The Present and memories

23.11.08

Family and tyrannic sister -1, meek little me -0. So the plans were thwarted. What to do what to do. I am thinking 咬牙切齿 will be my middle name in the weeks (the last I count there are 9) leading up to the much-awaited trip back to islandsunny.

BTW, I have a very funny photo of an innocent little tyke that will (*fingers and toes crossed) help tide me through this trying period. Thanks budd of the decade, you rock.

ps: Said photo shall not be displayed to protect the identity of little tyke in question.

I need some loving

20.11.08

Here I am stealing a breather from the suffocating cauldron aka the school. Life's not been too good recently what with the lack of quality sleep and thoughts that are pushing me towards the other end of the spectrum. I miss home like you can never ever imagine. And no it is not temporary. As I was telling a few long lost friends, the furore brought about by a post on fb was like a blow of fresh air into my fast decaying life. I really enjoyed that night although we were like miles apart but everyone feeling the same way about our elementary sch life, that was FANTASTIC. I really missed those times. Really prove the old wives' tales right. Dun hurry to grow up. Growing up sucks (Although I do think growing tall would be kinda cool. I am stunted fyi, hence the comment).

The mind is an amazing entity and I cannot emphasize this point more. "We are halfway there already,", "Surely we can bring something useful back with us after all these," just floats in via the left ear and exits via the right. Not much effect there all these reassurance from various parties. I dunno but I am pretty sure of what I wanna do already. I just need to convince the parents and all other detractors (re: Youli) that I foresee will not hesitate to hamtum me when I finally figure out how to say my peace.

Going for a stretch now. Out!

:(

15.11.08


i miss these missies. PF!!!

It has been a while

Judging by how sporadic my posts are becoming, it is evident that I am either 1) too busy living it up here in the rustic (minus the charm factor) village of 方庄 or 2) cannot be bothered. The scale tips more towards the latter obviously but then again the only time I was mildly religious in my blogging habits was back in the days when I was a bummer and had lots of free time on hands. Now I would kill to be able to bum. Bumming my dear, I miss you so much. Ok, even of crap that I bet will make me cringe when I revisit this site 10 years later.
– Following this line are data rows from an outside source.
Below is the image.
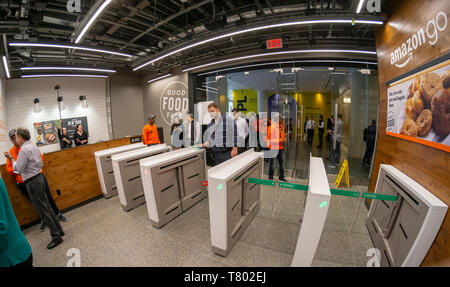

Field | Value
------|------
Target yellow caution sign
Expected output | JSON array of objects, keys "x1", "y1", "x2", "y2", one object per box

[{"x1": 334, "y1": 160, "x2": 350, "y2": 188}]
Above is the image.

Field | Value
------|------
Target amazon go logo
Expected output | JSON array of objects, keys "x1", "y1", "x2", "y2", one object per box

[{"x1": 160, "y1": 81, "x2": 189, "y2": 126}]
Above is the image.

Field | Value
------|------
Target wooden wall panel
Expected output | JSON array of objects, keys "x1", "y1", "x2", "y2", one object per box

[
  {"x1": 0, "y1": 138, "x2": 130, "y2": 225},
  {"x1": 369, "y1": 0, "x2": 450, "y2": 266}
]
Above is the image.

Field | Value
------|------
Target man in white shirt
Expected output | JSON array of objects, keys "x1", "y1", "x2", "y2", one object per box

[
  {"x1": 306, "y1": 117, "x2": 316, "y2": 145},
  {"x1": 4, "y1": 127, "x2": 64, "y2": 249},
  {"x1": 232, "y1": 108, "x2": 249, "y2": 153}
]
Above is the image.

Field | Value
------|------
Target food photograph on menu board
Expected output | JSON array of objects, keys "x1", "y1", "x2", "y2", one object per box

[
  {"x1": 386, "y1": 60, "x2": 450, "y2": 152},
  {"x1": 33, "y1": 120, "x2": 60, "y2": 147}
]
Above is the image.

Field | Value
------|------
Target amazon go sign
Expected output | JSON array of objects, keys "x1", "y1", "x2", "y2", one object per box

[{"x1": 160, "y1": 81, "x2": 189, "y2": 126}]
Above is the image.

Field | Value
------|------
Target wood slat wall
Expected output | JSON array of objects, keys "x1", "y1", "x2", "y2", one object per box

[
  {"x1": 0, "y1": 138, "x2": 130, "y2": 226},
  {"x1": 369, "y1": 0, "x2": 450, "y2": 266}
]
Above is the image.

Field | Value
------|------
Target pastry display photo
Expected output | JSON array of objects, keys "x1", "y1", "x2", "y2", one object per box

[{"x1": 386, "y1": 61, "x2": 450, "y2": 152}]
To Paofu and Bbb: I think I am not as strong as you guys thought me to be. Am still feeling vvvv trapped.

Oh MY

3.10.08

I really need to find a way to kick this annoying little habit of mine. The typical scenario is that B calls around 10~11pm and I will go lie on the bed while talking on the phone. I then proceed to drift into semi-consciousness and before u can count to ten I am fast asleep. Oh my. And then around 12 plus B calls again and I am awaken either by the ring-tone that has sounded for maybe the third time OR by my own guilt. Then I try to compensate for that by trying to squeeze in a nugget of info here and there and before u know it I feel sleepy again. Tell me that this is normal.
On a crappy-unrelated note ------------------------------->
Isn't this is kinda cool??




i am hoping its PMS

1.10.08

but i really really wanna go home.

I'll be there for you

So no one told you life was going to be this way.
Your job's a joke, you're broke, you're love life's DOA.
It's like you're always stuck in second gear,
Well, it hasn't been your day, your week, your month, or even your year.

But, I'll be there for you, when the rain starts to pour.
I'll be there for you, like I've been there before.
I'll be there for you, cause you're there for me too.
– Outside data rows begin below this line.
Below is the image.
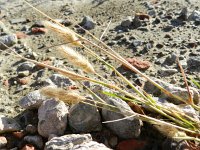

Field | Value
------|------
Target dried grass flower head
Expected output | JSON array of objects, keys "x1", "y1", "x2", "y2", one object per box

[
  {"x1": 43, "y1": 21, "x2": 82, "y2": 46},
  {"x1": 40, "y1": 86, "x2": 85, "y2": 105},
  {"x1": 58, "y1": 45, "x2": 95, "y2": 73}
]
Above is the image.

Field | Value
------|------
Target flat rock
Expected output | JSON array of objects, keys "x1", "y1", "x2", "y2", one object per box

[
  {"x1": 93, "y1": 86, "x2": 142, "y2": 139},
  {"x1": 38, "y1": 100, "x2": 68, "y2": 137},
  {"x1": 68, "y1": 96, "x2": 102, "y2": 133},
  {"x1": 24, "y1": 135, "x2": 44, "y2": 149},
  {"x1": 0, "y1": 115, "x2": 21, "y2": 133},
  {"x1": 19, "y1": 90, "x2": 51, "y2": 109},
  {"x1": 44, "y1": 134, "x2": 92, "y2": 150}
]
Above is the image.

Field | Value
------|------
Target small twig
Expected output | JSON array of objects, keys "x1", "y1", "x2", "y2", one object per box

[
  {"x1": 99, "y1": 19, "x2": 112, "y2": 41},
  {"x1": 177, "y1": 57, "x2": 194, "y2": 105}
]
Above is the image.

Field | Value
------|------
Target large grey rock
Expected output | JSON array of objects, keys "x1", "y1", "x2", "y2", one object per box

[
  {"x1": 24, "y1": 135, "x2": 44, "y2": 149},
  {"x1": 144, "y1": 78, "x2": 200, "y2": 104},
  {"x1": 68, "y1": 97, "x2": 102, "y2": 133},
  {"x1": 0, "y1": 34, "x2": 17, "y2": 50},
  {"x1": 38, "y1": 99, "x2": 68, "y2": 137},
  {"x1": 19, "y1": 90, "x2": 51, "y2": 109},
  {"x1": 44, "y1": 134, "x2": 92, "y2": 150},
  {"x1": 93, "y1": 86, "x2": 142, "y2": 139},
  {"x1": 0, "y1": 115, "x2": 21, "y2": 133}
]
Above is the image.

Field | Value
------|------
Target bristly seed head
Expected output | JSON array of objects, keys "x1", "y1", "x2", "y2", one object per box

[
  {"x1": 43, "y1": 21, "x2": 82, "y2": 46},
  {"x1": 40, "y1": 86, "x2": 85, "y2": 105},
  {"x1": 58, "y1": 45, "x2": 95, "y2": 73}
]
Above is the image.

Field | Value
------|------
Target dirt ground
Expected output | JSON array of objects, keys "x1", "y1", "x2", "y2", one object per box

[{"x1": 0, "y1": 0, "x2": 200, "y2": 116}]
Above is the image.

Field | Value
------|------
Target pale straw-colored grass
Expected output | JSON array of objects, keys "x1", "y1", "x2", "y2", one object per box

[
  {"x1": 58, "y1": 45, "x2": 95, "y2": 73},
  {"x1": 40, "y1": 86, "x2": 85, "y2": 105}
]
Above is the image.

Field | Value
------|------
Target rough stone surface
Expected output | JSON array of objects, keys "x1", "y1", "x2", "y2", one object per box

[
  {"x1": 73, "y1": 141, "x2": 111, "y2": 150},
  {"x1": 19, "y1": 90, "x2": 51, "y2": 109},
  {"x1": 0, "y1": 136, "x2": 8, "y2": 149},
  {"x1": 38, "y1": 100, "x2": 68, "y2": 137},
  {"x1": 17, "y1": 62, "x2": 35, "y2": 72},
  {"x1": 93, "y1": 86, "x2": 142, "y2": 139},
  {"x1": 0, "y1": 115, "x2": 21, "y2": 133},
  {"x1": 24, "y1": 135, "x2": 44, "y2": 149},
  {"x1": 44, "y1": 134, "x2": 92, "y2": 150},
  {"x1": 46, "y1": 74, "x2": 75, "y2": 87},
  {"x1": 81, "y1": 16, "x2": 96, "y2": 30},
  {"x1": 0, "y1": 34, "x2": 17, "y2": 50},
  {"x1": 68, "y1": 97, "x2": 102, "y2": 133}
]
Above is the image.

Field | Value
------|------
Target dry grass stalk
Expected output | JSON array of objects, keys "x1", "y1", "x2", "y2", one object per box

[
  {"x1": 43, "y1": 21, "x2": 81, "y2": 46},
  {"x1": 40, "y1": 86, "x2": 85, "y2": 105},
  {"x1": 58, "y1": 45, "x2": 95, "y2": 73}
]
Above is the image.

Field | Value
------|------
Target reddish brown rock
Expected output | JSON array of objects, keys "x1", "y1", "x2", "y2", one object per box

[
  {"x1": 22, "y1": 144, "x2": 36, "y2": 150},
  {"x1": 123, "y1": 58, "x2": 150, "y2": 70},
  {"x1": 31, "y1": 27, "x2": 48, "y2": 33}
]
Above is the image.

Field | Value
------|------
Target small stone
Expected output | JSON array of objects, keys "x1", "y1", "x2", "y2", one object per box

[
  {"x1": 19, "y1": 90, "x2": 47, "y2": 109},
  {"x1": 46, "y1": 74, "x2": 76, "y2": 87},
  {"x1": 26, "y1": 124, "x2": 37, "y2": 134},
  {"x1": 158, "y1": 68, "x2": 178, "y2": 77},
  {"x1": 21, "y1": 144, "x2": 36, "y2": 150},
  {"x1": 123, "y1": 58, "x2": 150, "y2": 70},
  {"x1": 38, "y1": 100, "x2": 68, "y2": 138},
  {"x1": 80, "y1": 16, "x2": 96, "y2": 30},
  {"x1": 177, "y1": 7, "x2": 188, "y2": 21},
  {"x1": 121, "y1": 16, "x2": 133, "y2": 27},
  {"x1": 187, "y1": 56, "x2": 200, "y2": 72},
  {"x1": 17, "y1": 62, "x2": 35, "y2": 71},
  {"x1": 0, "y1": 115, "x2": 21, "y2": 133},
  {"x1": 10, "y1": 18, "x2": 27, "y2": 24},
  {"x1": 93, "y1": 86, "x2": 142, "y2": 139},
  {"x1": 73, "y1": 141, "x2": 111, "y2": 150},
  {"x1": 44, "y1": 134, "x2": 92, "y2": 150},
  {"x1": 188, "y1": 10, "x2": 200, "y2": 22},
  {"x1": 0, "y1": 136, "x2": 8, "y2": 149},
  {"x1": 0, "y1": 34, "x2": 17, "y2": 50},
  {"x1": 68, "y1": 97, "x2": 102, "y2": 133},
  {"x1": 24, "y1": 135, "x2": 44, "y2": 149},
  {"x1": 17, "y1": 70, "x2": 30, "y2": 77}
]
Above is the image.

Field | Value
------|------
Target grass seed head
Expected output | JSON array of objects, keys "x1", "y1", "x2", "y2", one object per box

[
  {"x1": 58, "y1": 45, "x2": 95, "y2": 73},
  {"x1": 43, "y1": 21, "x2": 81, "y2": 46}
]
You're still in bed at ten, the work began at eight.
You've burned your breakfast, so far, things are going great.
Your mother warned you there'd be days like these,
But she didn't tell you when the world has brought you down to your knees.

That, I'll be there for you, when the rain starts to pour.
I'll be there for you, like I've been there before.
I'll be there for you, cause you're there for me too.
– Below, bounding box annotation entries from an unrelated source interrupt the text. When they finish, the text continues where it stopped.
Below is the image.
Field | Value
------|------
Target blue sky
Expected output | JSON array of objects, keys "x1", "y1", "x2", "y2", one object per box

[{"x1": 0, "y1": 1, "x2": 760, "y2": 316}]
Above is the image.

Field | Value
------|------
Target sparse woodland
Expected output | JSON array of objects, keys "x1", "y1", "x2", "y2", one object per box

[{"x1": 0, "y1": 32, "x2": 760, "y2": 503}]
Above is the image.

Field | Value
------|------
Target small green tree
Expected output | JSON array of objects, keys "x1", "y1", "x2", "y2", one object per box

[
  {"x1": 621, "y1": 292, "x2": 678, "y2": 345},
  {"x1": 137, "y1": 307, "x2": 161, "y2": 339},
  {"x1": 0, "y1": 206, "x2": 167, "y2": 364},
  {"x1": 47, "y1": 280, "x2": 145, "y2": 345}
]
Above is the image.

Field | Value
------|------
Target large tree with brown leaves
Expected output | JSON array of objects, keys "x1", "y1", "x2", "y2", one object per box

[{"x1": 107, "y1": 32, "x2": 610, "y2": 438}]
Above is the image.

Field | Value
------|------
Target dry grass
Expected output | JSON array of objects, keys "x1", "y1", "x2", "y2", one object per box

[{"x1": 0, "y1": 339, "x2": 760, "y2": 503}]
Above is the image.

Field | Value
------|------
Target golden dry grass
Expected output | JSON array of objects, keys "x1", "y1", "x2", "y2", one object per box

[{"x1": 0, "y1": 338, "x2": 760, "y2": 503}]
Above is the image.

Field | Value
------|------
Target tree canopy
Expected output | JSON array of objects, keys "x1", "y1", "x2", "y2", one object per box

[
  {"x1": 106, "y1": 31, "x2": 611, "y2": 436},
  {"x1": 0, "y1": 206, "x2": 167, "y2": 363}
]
No one could ever know me, no one could ever see me.
Seems like you're the only one who knows what it's like to be me.
Someone to face the day with, make it through all the rest with,
Someone I'll always laugh with, even at my worst, I'm best with you.

It's like you're always stuck in second gear,
Well, it hasn't been your day, your week, your month, or even your year.

But, I'll be there for you, when the rain starts to pour.
I'll be there for you, like I've been there before.
I'll be there for you, cause you're there for me too.

--
What has been keeping me sane from then till now, and you bet it will continue to.